Beattie commended the competitors who dropped out of the race on the first day. The five teams signed up for the full race that did not reach Victoria included several small outrigger sailing kayaks and a 16-foot dory. One captain capsized and had to be rescued.
"I think the bravest course is to bow out of something that you've been planning for a year. Everyone's watching and you decide, 'You know, these are conditions too extreme for my boat and my skill level,'" said Beattie. "There's also been some equipment failure."
The qualifying leg took place in blustery conditions Thursday. National Weather Service stations recorded steady winds around 15 knots with gusts above 20 knots in the Strait of Juan de Fuca. Beattie said the wind and the tide were going in opposite directions as the race began creating waves in the strait higher than some of the boats in the event.
The first racers to arrive in the sheltered waters of Victoria's Inner Harbour covered the 40 miles from Port Townsend in less than four hours.
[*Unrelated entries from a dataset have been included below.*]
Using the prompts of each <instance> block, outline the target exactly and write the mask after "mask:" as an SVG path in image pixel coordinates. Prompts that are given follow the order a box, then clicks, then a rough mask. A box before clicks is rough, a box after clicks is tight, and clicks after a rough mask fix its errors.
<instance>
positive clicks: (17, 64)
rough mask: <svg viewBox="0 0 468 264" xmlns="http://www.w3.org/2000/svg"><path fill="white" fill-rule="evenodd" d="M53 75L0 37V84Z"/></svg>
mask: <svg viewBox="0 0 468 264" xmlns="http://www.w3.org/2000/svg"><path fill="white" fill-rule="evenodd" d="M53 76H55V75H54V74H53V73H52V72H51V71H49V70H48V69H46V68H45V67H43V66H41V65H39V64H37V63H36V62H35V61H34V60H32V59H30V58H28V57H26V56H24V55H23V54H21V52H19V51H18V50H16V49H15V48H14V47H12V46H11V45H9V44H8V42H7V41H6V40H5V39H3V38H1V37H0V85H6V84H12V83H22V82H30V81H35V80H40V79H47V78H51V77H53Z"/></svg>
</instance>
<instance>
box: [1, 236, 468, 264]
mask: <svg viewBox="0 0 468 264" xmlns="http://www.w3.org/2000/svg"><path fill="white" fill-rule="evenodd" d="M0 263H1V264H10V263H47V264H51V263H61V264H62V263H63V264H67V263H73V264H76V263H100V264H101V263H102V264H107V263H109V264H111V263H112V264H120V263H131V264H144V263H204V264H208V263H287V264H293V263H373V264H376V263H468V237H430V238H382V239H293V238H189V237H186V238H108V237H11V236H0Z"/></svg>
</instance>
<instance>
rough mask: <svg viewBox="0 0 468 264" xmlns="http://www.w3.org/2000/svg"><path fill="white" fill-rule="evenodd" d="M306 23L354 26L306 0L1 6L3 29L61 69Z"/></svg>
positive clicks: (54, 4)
Team Golden Oldies finished the qualifying leg the fastest, followed closely by Team FreeBurd. Both are competing in racing catamarans.
The Race to Alaska was purposely created with relatively few rules in order to spur creativity and innovation. The key parameters are that the vessels must be engineless and unsupported by a chase boat or resupply/relief crew.
Racers are voyaging in vessels as small as a single kayak with a jury-rigged sail to as big as a 38-foot Crowther Shockwave catamaran. The largest crew in the race is onboard a six-man outrigger canoe.
The first racer to reach Ketchikan wins $10,000. Second place earns a set of steak knives.
The Race to Alaska was conceived by the Northwest Maritime Center in Port Townsend as a way to engage people in open water adventure and recreation. Beattie is the nonprofit's executive director.
Beattie told public radio he has been most surprised and heartened by how many people are connecting with this race. Hundreds of people crowded the Port Townsend waterfront before dawn to send off the racers Thursday.
"Not everyone should do an adventurous boat race to Alaska, but I think everyone deserves a little bit of adventure in their life," Beattie said.
"And if this race is the thing that gets people a little bit closer to doing a little more adventure, I think we all win."